Le Muséum de Paris fait chanter des pierres préhistoriques sorties de l'oubli

On ignore comment nos ancêtres préhistoriques en jouaient, mais leur son nous est parvenu intact: des milliers d'années après leur fabrication, des pierres musicales du Sahara néolithique vont de nouveau chanter en public samedi 22 mars au Muséum de Paris.

C'est dans le cadre d'un conte musical créé pour le 80e anniversaire de l'Orchestre national de France que ces lithophones (littéralement "pierres à voix"), pierres polies cylindriques d'environ 80 à 100 cm de long, vont revenir à la vie, sous les maillets délicats de quatre percussionnistes de Radio France.

"Après le concert, les 23 lithophones réintègrent les réserves ici, on ne refera jamais plus un tel concert", assure à l'AFP Erik Gonthier, ethno-minéralogiste au Muséum national d'Histoire naturelle (MNHN), l'homme sans qui ces pierres seraient peut-être restées silencieuses à jamais.

Car ces instruments de musiques, découverts pour la plupart par des militaires en poste dans les anciennes colonies françaises d'Afrique au début du XXe siècle, ont longtemps dormi dans des tiroirs sous l'étiquette "pilon saharien", voire "hache" pour les plus aplatis d'entre eux.

A la décharge des spécialistes, il est bien difficile de distinguer un pilon utilisé au néolithique pour moudre du grain d'un lithophone.

"Il y a la proportion de l'objet, plus long, son diamètre qui permet de le prendre dans la main. Mais surtout, il y a la qualité sonore! Si on tape dessus et que ça tinte comme une cloche d'airain, on a neuf chances sur dix de ne pas se tromper", résume Erik Gonthier.

Car ce passionné de pierres, qui a passé douze ans de sa vie à les tailler pour des joailliers de la place Vendôme avant de devenir scientifique pour mieux les comprendre, a l'oeil qui brille dès qu'il s'agit de taper sur des roches.

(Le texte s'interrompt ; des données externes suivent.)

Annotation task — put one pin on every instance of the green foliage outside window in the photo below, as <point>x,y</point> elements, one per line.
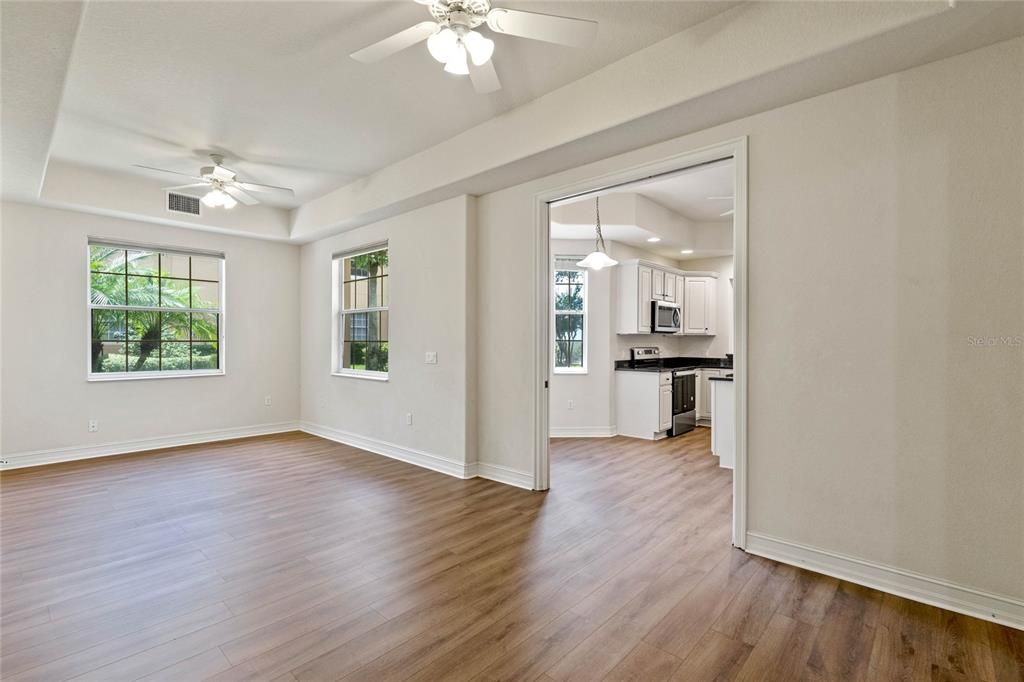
<point>158,339</point>
<point>569,297</point>
<point>365,311</point>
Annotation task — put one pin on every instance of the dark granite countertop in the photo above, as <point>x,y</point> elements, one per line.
<point>669,364</point>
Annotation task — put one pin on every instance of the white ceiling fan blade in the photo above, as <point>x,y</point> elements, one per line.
<point>222,173</point>
<point>241,196</point>
<point>484,77</point>
<point>561,30</point>
<point>395,43</point>
<point>164,170</point>
<point>256,186</point>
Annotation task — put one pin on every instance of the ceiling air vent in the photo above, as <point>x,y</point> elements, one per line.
<point>182,204</point>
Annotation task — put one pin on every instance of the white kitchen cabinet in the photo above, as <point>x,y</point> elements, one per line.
<point>642,282</point>
<point>670,287</point>
<point>665,408</point>
<point>698,305</point>
<point>644,299</point>
<point>635,295</point>
<point>705,406</point>
<point>643,403</point>
<point>723,425</point>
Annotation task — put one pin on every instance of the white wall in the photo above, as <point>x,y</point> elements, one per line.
<point>47,401</point>
<point>886,233</point>
<point>431,282</point>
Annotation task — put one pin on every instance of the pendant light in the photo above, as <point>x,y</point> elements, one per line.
<point>598,258</point>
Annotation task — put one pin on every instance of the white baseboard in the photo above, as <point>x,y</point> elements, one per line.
<point>506,475</point>
<point>56,455</point>
<point>582,431</point>
<point>997,608</point>
<point>409,455</point>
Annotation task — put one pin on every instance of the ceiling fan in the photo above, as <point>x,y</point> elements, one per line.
<point>225,188</point>
<point>453,40</point>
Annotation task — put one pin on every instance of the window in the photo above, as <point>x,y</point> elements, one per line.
<point>570,317</point>
<point>154,312</point>
<point>361,304</point>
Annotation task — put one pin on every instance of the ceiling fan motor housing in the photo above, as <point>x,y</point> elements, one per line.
<point>467,13</point>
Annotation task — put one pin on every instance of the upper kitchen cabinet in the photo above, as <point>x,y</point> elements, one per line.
<point>698,305</point>
<point>636,291</point>
<point>664,288</point>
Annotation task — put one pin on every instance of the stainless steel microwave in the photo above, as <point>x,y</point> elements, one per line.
<point>665,317</point>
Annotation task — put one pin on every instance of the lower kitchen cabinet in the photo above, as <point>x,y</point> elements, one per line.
<point>643,403</point>
<point>705,408</point>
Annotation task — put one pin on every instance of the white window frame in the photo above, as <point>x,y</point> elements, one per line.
<point>91,376</point>
<point>338,314</point>
<point>562,263</point>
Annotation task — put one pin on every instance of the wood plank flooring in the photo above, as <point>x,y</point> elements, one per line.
<point>291,558</point>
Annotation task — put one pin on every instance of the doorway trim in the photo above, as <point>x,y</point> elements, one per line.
<point>735,148</point>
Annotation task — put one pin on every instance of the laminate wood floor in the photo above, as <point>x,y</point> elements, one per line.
<point>291,557</point>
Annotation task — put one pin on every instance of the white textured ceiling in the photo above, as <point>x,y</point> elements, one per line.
<point>689,193</point>
<point>685,194</point>
<point>271,87</point>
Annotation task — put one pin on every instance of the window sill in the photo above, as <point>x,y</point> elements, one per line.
<point>137,376</point>
<point>368,376</point>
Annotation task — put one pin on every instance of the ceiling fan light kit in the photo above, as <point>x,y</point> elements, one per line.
<point>453,40</point>
<point>217,198</point>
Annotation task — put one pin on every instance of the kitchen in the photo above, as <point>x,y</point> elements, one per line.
<point>643,348</point>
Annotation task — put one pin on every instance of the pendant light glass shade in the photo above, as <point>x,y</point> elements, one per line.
<point>598,259</point>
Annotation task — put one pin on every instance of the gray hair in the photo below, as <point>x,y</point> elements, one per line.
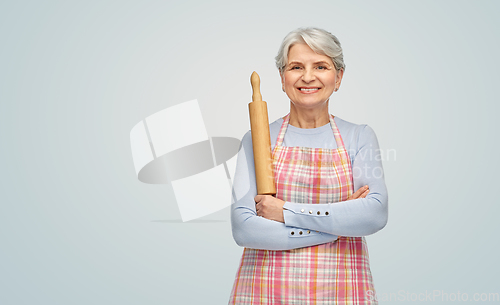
<point>320,41</point>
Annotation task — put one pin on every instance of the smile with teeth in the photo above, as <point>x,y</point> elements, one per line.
<point>308,90</point>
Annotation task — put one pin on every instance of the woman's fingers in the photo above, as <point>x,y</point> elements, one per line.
<point>365,194</point>
<point>359,193</point>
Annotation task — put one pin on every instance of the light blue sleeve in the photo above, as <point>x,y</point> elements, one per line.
<point>252,231</point>
<point>359,217</point>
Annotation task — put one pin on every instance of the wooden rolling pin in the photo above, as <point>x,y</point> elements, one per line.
<point>259,123</point>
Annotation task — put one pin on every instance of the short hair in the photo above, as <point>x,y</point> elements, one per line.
<point>319,40</point>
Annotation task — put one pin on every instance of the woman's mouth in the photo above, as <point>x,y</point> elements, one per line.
<point>308,90</point>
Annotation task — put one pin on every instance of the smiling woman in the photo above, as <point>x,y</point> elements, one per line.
<point>306,245</point>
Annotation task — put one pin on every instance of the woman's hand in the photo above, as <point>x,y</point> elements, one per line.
<point>269,207</point>
<point>360,193</point>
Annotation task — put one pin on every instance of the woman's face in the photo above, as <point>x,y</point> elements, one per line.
<point>309,78</point>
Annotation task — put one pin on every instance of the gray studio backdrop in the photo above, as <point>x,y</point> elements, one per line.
<point>78,227</point>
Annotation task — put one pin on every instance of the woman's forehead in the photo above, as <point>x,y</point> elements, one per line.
<point>303,53</point>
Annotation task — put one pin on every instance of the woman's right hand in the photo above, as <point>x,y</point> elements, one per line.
<point>360,193</point>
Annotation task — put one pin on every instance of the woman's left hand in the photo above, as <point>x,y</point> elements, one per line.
<point>269,207</point>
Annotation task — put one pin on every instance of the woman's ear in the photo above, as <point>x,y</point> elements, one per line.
<point>340,74</point>
<point>282,81</point>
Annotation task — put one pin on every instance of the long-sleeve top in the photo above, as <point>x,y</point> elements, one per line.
<point>357,217</point>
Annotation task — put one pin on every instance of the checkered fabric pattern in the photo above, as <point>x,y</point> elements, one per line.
<point>332,273</point>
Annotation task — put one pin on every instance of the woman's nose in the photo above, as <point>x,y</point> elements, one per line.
<point>308,75</point>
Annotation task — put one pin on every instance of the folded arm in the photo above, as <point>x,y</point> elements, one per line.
<point>358,217</point>
<point>252,231</point>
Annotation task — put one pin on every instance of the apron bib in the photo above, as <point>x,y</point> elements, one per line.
<point>332,273</point>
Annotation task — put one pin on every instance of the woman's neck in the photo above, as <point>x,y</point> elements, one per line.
<point>309,118</point>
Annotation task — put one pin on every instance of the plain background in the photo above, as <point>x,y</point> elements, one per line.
<point>77,226</point>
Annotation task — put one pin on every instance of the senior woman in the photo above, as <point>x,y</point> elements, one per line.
<point>306,244</point>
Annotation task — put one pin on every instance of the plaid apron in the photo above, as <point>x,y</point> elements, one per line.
<point>337,272</point>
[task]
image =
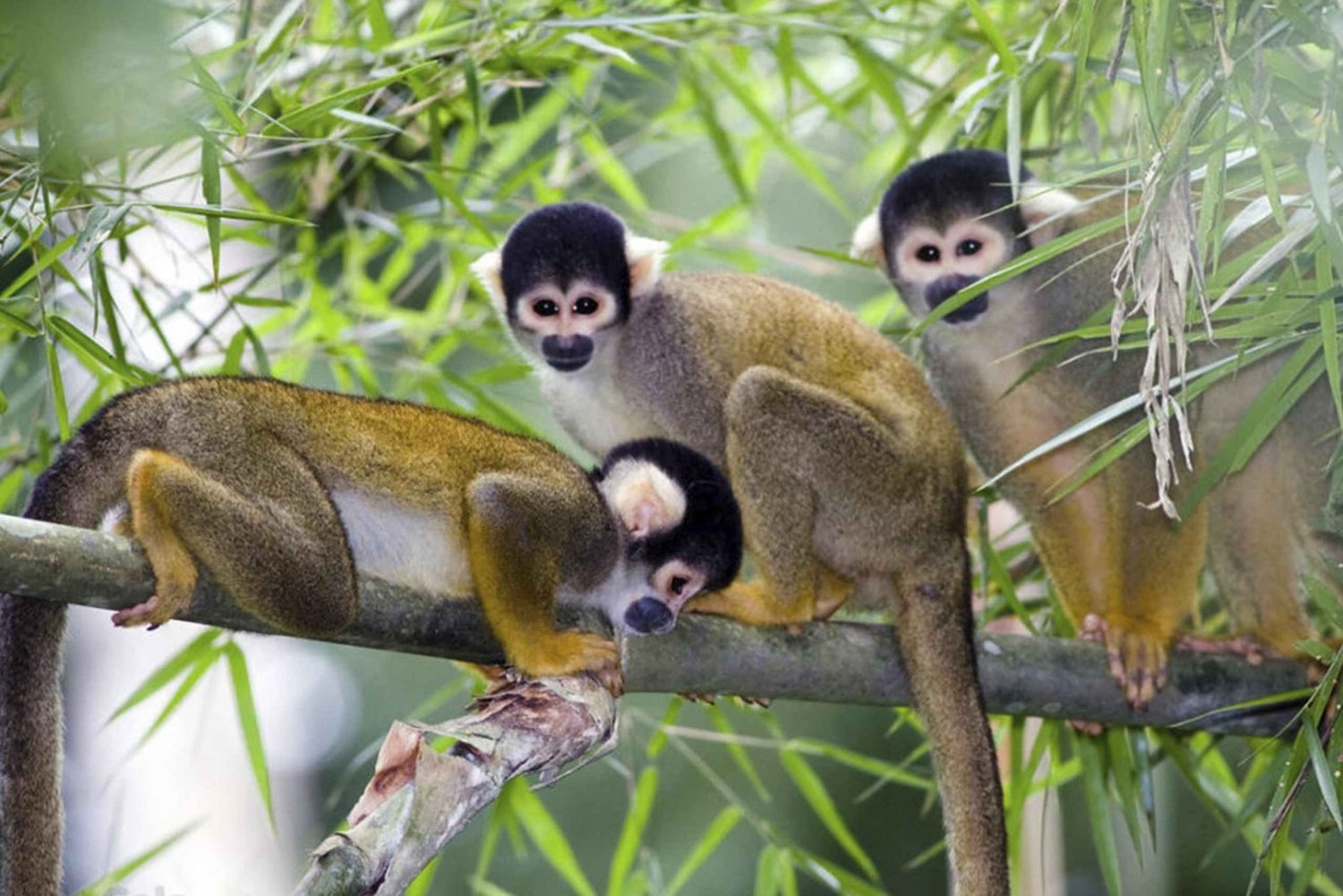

C'est même ainsi qu'il a identifié le premier lithophone saharien en 2004.

A l'époque, il commence par le tenir serré dans la main ou posé sur une table avant de le frapper "tout doucement" à l'aide d'un petit maillet, "mais ça sonnait pas terrible".

"Et puis je me suis rappelé du piano de ma grand-mère et des petits bouts de feutrine placés sous les cordes pour qu'elles sonnent bien. Alors j'ai été fouiller dans les poubelles du Muséum pour récupérer des bouts de mousse, j'ai posé le lithophone dessus et là, il a fait +tiiiiinnnnggggg+!", raconte M. Gonthier.

La pierre en question sera déclarée officiellement instrument de musique lithophonique en 2009. "Personne ne l'avait démontré avant nous, ça paraissait intolérable à mes confrères", bien que ce genre d'instrument soit connu dans d'autres parties du monde, en Asie par exemple, lance Erik Gonthier.

Coup de chance, ce premier lithophone est aussi "le plus beau" et sert de référence à tous ceux qui ont depuis lors été identifiés dans les collections du Muséum, ce qui lui vaut le surnom de "Stradivarius".

De la Mauritanie au Soudan en passant par le Niger ou la Côte d'Ivoire, ces instruments sont âgés de 10.000 à 4.500 ans.

"C'est le premier MP3 de l'humanité: un objet qui contient du son et qu'on peut transporter avec soi", contrairement aux stalactites d'une grotte ou à une grosse pierre angulaire avec lesquels nos ancêtres jouaient aussi certainement de la musique, estime le spécialiste.

Un objet rare et donc précieux. Découvert à 1.500 km de sa roche d'origine, le "Stradivarius" aurait nécessité deux ans de travail pour façonner "grain par grain" cette roche très dure, selon lui.

Comment en jouait-on? "Il faut deux points d'appui, peut-être à l'époque des supports en cuir ou fibres végétales, ou même posé sur les chevilles nues. Ils tapaient dessus, avec des cailloux, du bois... on ne sait pas exactement mais le son est intact."

"Quand j'entends mes collègues parler d'art préhistorique et oublier de citer la musique et les lithophones dans les grottes, ça me met hors de moi!", s'emporte ce passionné, qui aimerait pouvoir aller taper dans les grottes aux peintures rupestres pour vérifier si certaines stalactites auraient pu servir d'instruments de musique dans les "premières salles de cinéma" de l'humanité.